The Palacio de la Exposición is a building on Colon Avenue in downtown Lima, Peru. It was constructed in the 19th century with the Parque de la Exposición (Park of the Exposition) to house the International Exposition of Lima in 1872. Since 1957, it has been home to the Lima Art Museum.

== History ==
The building was constructed in unison with the Park of the Exposition and was ordered built by president Jose Balta in 1869 for the international exposition which was to take place in Lima in celebration for fifty years of Peruvian independence. The construction of the building took place between 1870 and 1871. The building is of a neo-Renaissance style and was designed by the Italian architect Antonio Leonardi.

Its design was considered a pioneer of its time in South America as it was one of the few buildings constructed of steel.

The palace and the park were both inaugurated in July 1872, and the exposition took place soon afterwards. After the exposition, the palace was home to the Society of Fine Arts. During the War of the Pacific the building was looted. After the looting it was used as a hospital and later a garrison for the Chilean army.
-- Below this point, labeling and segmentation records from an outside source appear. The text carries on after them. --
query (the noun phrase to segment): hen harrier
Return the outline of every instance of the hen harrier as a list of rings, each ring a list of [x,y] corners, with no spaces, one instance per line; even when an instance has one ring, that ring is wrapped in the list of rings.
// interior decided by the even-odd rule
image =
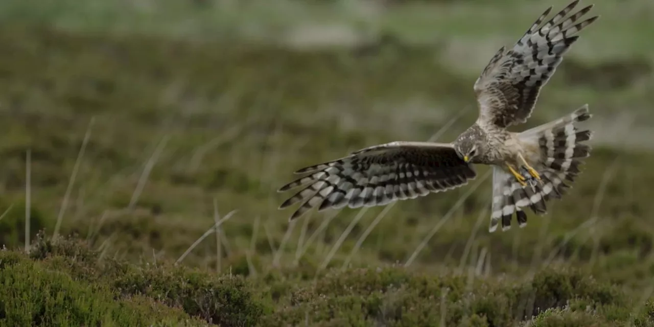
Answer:
[[[304,201],[292,220],[316,206],[322,211],[414,199],[467,184],[477,175],[472,164],[481,164],[493,167],[489,232],[500,220],[502,230],[510,228],[514,213],[519,225],[526,226],[525,207],[545,214],[545,203],[561,198],[570,187],[564,181],[574,182],[583,158],[590,155],[590,146],[581,142],[591,139],[591,131],[575,126],[591,117],[588,105],[521,133],[506,128],[531,116],[540,88],[579,38],[576,34],[598,18],[579,22],[591,5],[566,18],[578,3],[542,24],[549,8],[513,48],[502,46],[493,56],[474,84],[479,117],[453,143],[391,142],[301,169],[296,173],[309,175],[279,192],[305,187],[279,209]]]

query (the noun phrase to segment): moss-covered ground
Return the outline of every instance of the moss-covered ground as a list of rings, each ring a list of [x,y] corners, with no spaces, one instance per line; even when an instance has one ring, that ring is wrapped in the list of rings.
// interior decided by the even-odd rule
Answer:
[[[362,147],[451,140],[479,71],[549,4],[346,2],[0,4],[0,324],[654,326],[649,3],[596,1],[516,129],[587,103],[592,156],[547,215],[491,234],[485,167],[292,224],[275,190]],[[309,18],[369,37],[309,46]]]

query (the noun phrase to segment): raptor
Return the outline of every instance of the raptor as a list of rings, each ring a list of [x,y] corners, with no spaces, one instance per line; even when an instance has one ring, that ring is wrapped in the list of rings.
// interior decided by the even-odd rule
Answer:
[[[302,168],[296,173],[304,177],[279,191],[303,188],[279,209],[302,202],[293,220],[315,207],[322,211],[385,205],[460,187],[477,176],[474,164],[483,164],[492,167],[489,232],[500,222],[502,230],[510,228],[514,214],[524,227],[527,207],[538,215],[546,213],[547,201],[562,196],[570,186],[566,182],[575,181],[590,155],[590,146],[583,142],[591,133],[576,125],[591,117],[588,105],[522,132],[507,128],[526,122],[541,88],[579,32],[599,18],[584,18],[593,5],[572,12],[579,2],[546,21],[549,8],[511,48],[498,50],[474,84],[479,116],[454,142],[391,142]]]

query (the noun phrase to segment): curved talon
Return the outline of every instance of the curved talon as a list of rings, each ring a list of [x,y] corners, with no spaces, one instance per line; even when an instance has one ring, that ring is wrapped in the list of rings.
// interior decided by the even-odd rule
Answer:
[[[511,173],[513,174],[514,177],[515,177],[515,179],[518,181],[518,182],[520,183],[521,185],[522,185],[523,186],[526,186],[527,185],[527,183],[526,182],[526,179],[524,176],[523,176],[522,174],[516,171],[513,167],[511,167],[509,165],[507,165],[506,166],[509,167],[509,171],[510,171]]]
[[[525,160],[525,157],[523,157],[521,154],[518,154],[518,157],[523,162],[523,167],[526,169],[527,172],[529,173],[529,175],[536,180],[540,181],[540,174],[539,174],[538,172],[534,169],[534,167],[529,165],[529,164],[527,164],[527,161]]]

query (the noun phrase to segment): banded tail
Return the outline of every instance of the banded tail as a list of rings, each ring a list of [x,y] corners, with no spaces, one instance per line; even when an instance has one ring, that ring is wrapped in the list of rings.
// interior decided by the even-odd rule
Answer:
[[[535,127],[519,134],[521,141],[538,145],[538,162],[529,162],[540,174],[542,183],[524,188],[511,174],[493,167],[493,198],[489,232],[511,228],[515,213],[520,227],[527,223],[523,208],[528,207],[542,215],[547,211],[547,203],[552,198],[560,199],[580,173],[583,159],[591,154],[591,146],[582,142],[591,139],[591,131],[579,130],[575,123],[591,118],[588,105],[557,120]],[[566,182],[569,182],[566,184]]]

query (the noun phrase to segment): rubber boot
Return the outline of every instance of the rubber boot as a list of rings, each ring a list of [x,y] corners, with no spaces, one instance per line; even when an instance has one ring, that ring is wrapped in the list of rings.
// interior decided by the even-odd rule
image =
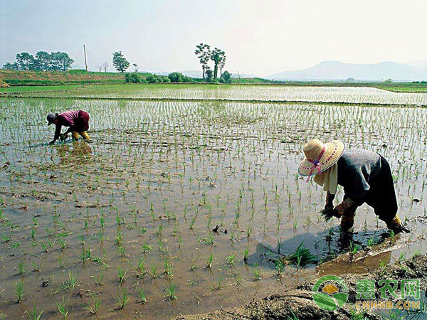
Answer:
[[[356,216],[357,206],[353,205],[347,209],[341,218],[341,230],[343,233],[349,233],[354,225],[354,217]]]
[[[387,225],[387,228],[391,230],[393,230],[395,235],[397,235],[398,233],[400,233],[402,231],[405,231],[406,233],[408,233],[411,231],[409,230],[409,229],[403,227],[402,222],[401,221],[400,218],[399,218],[399,215],[397,214],[394,216],[393,220],[389,222],[386,222],[386,223]]]

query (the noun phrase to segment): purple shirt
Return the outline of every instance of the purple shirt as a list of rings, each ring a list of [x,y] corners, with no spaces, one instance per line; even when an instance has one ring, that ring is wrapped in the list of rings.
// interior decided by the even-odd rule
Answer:
[[[59,138],[59,134],[60,134],[60,129],[62,126],[64,127],[70,127],[70,128],[67,130],[66,133],[68,133],[73,131],[73,128],[75,127],[76,120],[79,117],[79,112],[80,110],[78,111],[65,111],[65,112],[58,114],[55,119],[55,137],[54,140],[57,140]]]

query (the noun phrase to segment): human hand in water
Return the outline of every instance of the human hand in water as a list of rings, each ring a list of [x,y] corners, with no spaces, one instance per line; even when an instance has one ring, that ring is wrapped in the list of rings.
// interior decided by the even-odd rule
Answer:
[[[347,198],[344,201],[343,201],[341,203],[337,206],[334,210],[337,211],[337,213],[339,215],[344,215],[345,212],[349,209],[352,206],[354,205],[354,203],[349,198]]]

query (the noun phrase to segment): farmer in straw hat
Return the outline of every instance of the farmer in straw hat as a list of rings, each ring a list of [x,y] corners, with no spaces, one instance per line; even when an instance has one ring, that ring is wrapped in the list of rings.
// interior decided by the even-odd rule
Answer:
[[[305,159],[298,169],[301,176],[311,176],[327,191],[325,218],[341,218],[341,229],[350,231],[356,209],[364,203],[375,211],[395,234],[409,230],[397,215],[397,199],[390,166],[381,155],[358,149],[344,149],[339,140],[322,143],[315,139],[304,146]],[[338,185],[344,188],[342,202],[334,208]]]
[[[55,124],[56,129],[53,140],[49,142],[49,144],[53,144],[58,139],[65,140],[68,136],[68,132],[71,132],[73,140],[78,140],[80,134],[85,141],[90,142],[90,137],[88,134],[89,118],[89,114],[83,110],[66,111],[60,114],[50,113],[47,117],[48,125]],[[62,126],[69,127],[63,134],[60,133]]]

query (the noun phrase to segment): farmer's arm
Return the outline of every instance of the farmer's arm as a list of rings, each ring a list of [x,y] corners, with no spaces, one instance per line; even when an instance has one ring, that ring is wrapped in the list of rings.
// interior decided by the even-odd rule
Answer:
[[[65,132],[64,133],[64,134],[69,134],[70,132],[73,132],[73,131],[75,131],[75,129],[74,129],[74,127],[69,127],[69,128],[67,129],[67,131],[65,131]]]
[[[62,125],[60,124],[55,124],[55,136],[53,137],[53,140],[49,142],[51,144],[53,144],[56,140],[59,139],[59,136],[60,134],[60,129],[62,128]]]
[[[334,199],[335,195],[330,193],[329,191],[326,193],[326,203],[325,204],[325,209],[333,209],[334,208]]]

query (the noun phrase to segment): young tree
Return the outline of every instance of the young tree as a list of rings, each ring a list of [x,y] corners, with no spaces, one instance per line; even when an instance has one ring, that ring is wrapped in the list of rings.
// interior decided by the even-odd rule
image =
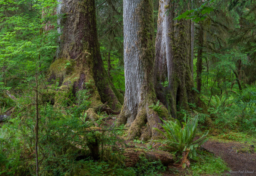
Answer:
[[[158,133],[152,128],[158,127],[161,122],[157,113],[148,107],[156,100],[153,12],[151,0],[124,1],[125,92],[118,123],[130,126],[130,139],[141,134],[145,140],[156,136]],[[147,127],[142,130],[146,124]]]
[[[50,67],[48,80],[59,80],[61,86],[55,103],[63,97],[59,93],[86,88],[89,83],[92,106],[108,102],[113,110],[121,109],[122,94],[109,80],[103,66],[98,41],[94,0],[58,0],[57,14],[60,46]],[[88,85],[88,84],[87,84]]]

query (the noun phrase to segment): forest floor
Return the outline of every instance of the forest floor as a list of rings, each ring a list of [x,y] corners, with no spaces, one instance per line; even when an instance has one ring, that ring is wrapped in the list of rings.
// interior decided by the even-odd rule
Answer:
[[[254,143],[256,144],[256,142]],[[254,151],[255,144],[211,140],[202,146],[215,155],[220,156],[228,164],[230,169],[228,173],[231,175],[256,175],[256,153]],[[253,173],[246,173],[247,171]]]
[[[106,122],[107,124],[105,124],[110,126],[115,120],[115,117],[111,118]],[[227,164],[230,170],[226,171],[223,173],[224,175],[256,175],[256,139],[247,138],[244,136],[240,138],[239,133],[231,132],[229,136],[213,134],[211,139],[202,145],[201,148],[216,157],[219,156]],[[238,137],[234,138],[236,135],[238,135]],[[233,136],[233,138],[226,139],[228,136],[229,138],[230,136]],[[147,151],[163,149],[160,145],[152,146],[139,140],[125,140],[124,142],[130,147],[142,148]],[[248,171],[252,172],[253,173],[246,173]],[[166,170],[161,173],[163,176],[194,175],[193,172],[189,169],[178,167],[172,164],[168,165]]]

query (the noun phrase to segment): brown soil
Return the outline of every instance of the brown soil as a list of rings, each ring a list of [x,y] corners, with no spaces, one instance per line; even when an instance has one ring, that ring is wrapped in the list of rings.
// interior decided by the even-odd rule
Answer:
[[[236,141],[223,143],[210,140],[202,147],[228,163],[231,170],[227,173],[232,176],[256,175],[256,153],[253,148],[256,147],[255,145],[251,146]],[[253,171],[253,173],[245,173]]]
[[[105,126],[113,127],[117,116],[112,116],[108,118],[104,125]],[[125,142],[132,148],[141,149],[146,147],[144,144],[135,143],[132,141],[125,140]],[[256,176],[256,153],[254,152],[254,148],[256,147],[256,142],[253,146],[251,145],[252,144],[248,143],[235,141],[223,142],[209,140],[202,147],[215,156],[220,156],[228,164],[230,171],[227,171],[225,175]],[[156,150],[159,147],[153,146],[152,149]],[[240,173],[239,172],[239,171]],[[235,173],[231,173],[232,171]],[[242,173],[243,171],[244,173]],[[246,173],[248,171],[253,171],[253,173]],[[236,173],[236,172],[237,172]],[[163,176],[193,175],[193,173],[189,170],[177,167],[172,164],[169,165],[166,170],[161,173]]]

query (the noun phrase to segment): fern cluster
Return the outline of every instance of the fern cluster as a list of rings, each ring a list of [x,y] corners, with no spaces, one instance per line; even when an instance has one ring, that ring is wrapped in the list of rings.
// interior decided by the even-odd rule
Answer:
[[[163,120],[163,124],[160,124],[164,128],[164,132],[154,128],[163,134],[165,139],[157,140],[157,141],[165,144],[173,151],[181,154],[186,150],[189,150],[190,157],[196,159],[196,148],[203,144],[208,139],[205,137],[208,132],[205,132],[198,139],[194,141],[197,129],[198,116],[191,118],[189,121],[183,122],[182,126],[177,120],[175,121]]]

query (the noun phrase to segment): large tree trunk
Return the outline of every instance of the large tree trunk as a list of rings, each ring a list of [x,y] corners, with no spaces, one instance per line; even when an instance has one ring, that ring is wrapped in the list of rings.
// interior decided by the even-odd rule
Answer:
[[[158,133],[158,115],[149,108],[156,101],[154,87],[154,48],[152,0],[124,1],[124,103],[118,119],[130,126],[130,139],[147,140]],[[147,124],[147,127],[142,127]]]
[[[92,107],[108,101],[113,110],[120,109],[123,95],[110,81],[103,66],[94,1],[58,1],[57,13],[60,16],[58,22],[63,28],[58,29],[61,33],[60,47],[50,66],[48,79],[49,81],[58,80],[61,86],[55,95],[55,104],[66,98],[63,93],[72,91],[75,96],[77,91],[89,87]]]
[[[157,97],[175,118],[177,110],[188,109],[187,102],[197,100],[192,89],[194,84],[191,75],[191,23],[188,20],[172,20],[177,16],[175,10],[178,5],[170,0],[160,1],[156,44],[156,53],[159,53],[156,56]],[[168,9],[167,14],[165,12]],[[158,71],[161,68],[159,63],[166,64],[167,70],[162,69],[164,73]],[[158,82],[166,75],[169,85],[164,88]]]
[[[202,73],[203,70],[203,47],[204,42],[204,31],[202,22],[199,22],[198,34],[198,48],[197,49],[197,59],[196,63],[196,89],[199,93],[201,92]]]

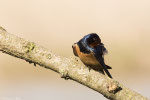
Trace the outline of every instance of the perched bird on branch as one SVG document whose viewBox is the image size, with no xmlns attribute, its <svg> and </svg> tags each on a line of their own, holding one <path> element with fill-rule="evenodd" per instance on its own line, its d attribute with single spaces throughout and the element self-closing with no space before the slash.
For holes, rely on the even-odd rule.
<svg viewBox="0 0 150 100">
<path fill-rule="evenodd" d="M 108 71 L 112 68 L 104 62 L 104 54 L 107 53 L 107 50 L 96 33 L 84 36 L 77 43 L 74 43 L 72 48 L 74 55 L 79 57 L 85 65 L 103 74 L 105 71 L 112 78 Z"/>
</svg>

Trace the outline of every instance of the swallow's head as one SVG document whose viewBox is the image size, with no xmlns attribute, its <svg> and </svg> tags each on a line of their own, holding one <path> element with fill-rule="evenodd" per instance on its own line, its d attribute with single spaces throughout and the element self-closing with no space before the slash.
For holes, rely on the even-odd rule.
<svg viewBox="0 0 150 100">
<path fill-rule="evenodd" d="M 87 43 L 89 46 L 94 48 L 95 46 L 101 44 L 101 39 L 96 33 L 91 33 L 91 34 L 88 34 L 87 36 L 88 36 Z"/>
<path fill-rule="evenodd" d="M 72 45 L 72 49 L 73 49 L 74 55 L 75 55 L 75 56 L 78 56 L 78 55 L 77 55 L 76 46 L 77 46 L 77 43 L 74 43 L 74 44 Z"/>
</svg>

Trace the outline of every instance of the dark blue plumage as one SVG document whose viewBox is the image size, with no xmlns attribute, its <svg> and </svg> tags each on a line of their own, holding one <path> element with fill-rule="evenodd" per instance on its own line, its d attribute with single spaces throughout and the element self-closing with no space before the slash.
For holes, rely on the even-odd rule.
<svg viewBox="0 0 150 100">
<path fill-rule="evenodd" d="M 105 64 L 103 57 L 104 54 L 107 53 L 107 50 L 96 33 L 84 36 L 72 47 L 74 54 L 78 56 L 85 65 L 90 66 L 103 74 L 104 70 L 106 74 L 112 78 L 108 71 L 111 67 Z"/>
</svg>

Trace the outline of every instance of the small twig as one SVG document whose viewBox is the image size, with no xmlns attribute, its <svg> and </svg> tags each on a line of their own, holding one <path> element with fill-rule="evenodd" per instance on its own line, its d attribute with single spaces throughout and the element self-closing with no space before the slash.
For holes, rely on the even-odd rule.
<svg viewBox="0 0 150 100">
<path fill-rule="evenodd" d="M 114 79 L 90 70 L 79 63 L 77 58 L 60 57 L 33 42 L 9 34 L 0 27 L 0 51 L 29 63 L 38 64 L 60 73 L 65 79 L 79 82 L 112 100 L 148 100 L 142 95 L 126 88 Z"/>
</svg>

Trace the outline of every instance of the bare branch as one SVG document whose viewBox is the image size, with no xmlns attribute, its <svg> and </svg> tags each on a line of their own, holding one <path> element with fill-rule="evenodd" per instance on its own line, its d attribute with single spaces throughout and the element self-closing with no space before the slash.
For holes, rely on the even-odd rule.
<svg viewBox="0 0 150 100">
<path fill-rule="evenodd" d="M 148 100 L 114 79 L 94 70 L 89 71 L 75 57 L 65 58 L 55 55 L 38 44 L 9 34 L 2 27 L 0 27 L 0 51 L 51 69 L 60 73 L 61 77 L 79 82 L 111 100 Z"/>
</svg>

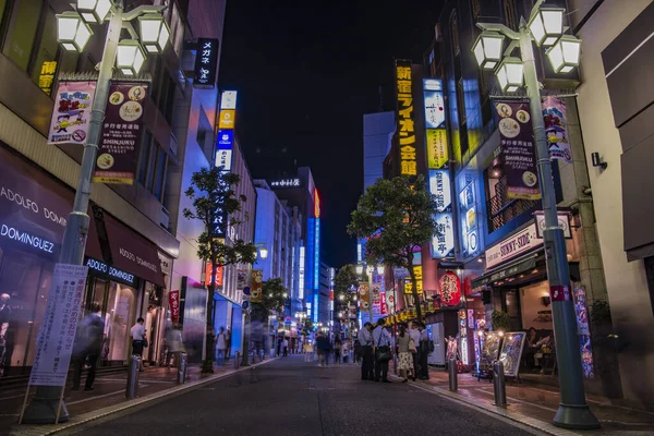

In 1889, the Peruvian government ceded the building to the Municipality of Lima. In 1905, the building became home to the National Museum of History and the Ministry of Public Works. Later, throughout different time periods, it was used by the Chamber of Deputies, the Direction of Traffic, the Ministry of Agriculture, and the Municipality of Lima.

==Art Museum of Lima==
In 1954, the Municipality of Lima ceded the building to the Patrons of the Arts civil association for refactioning and remodeling to convert it into an art museum. The Lima Art Museum (Museo de Arte de Lima) opened in 1957 while its official inauguration took place in 1961.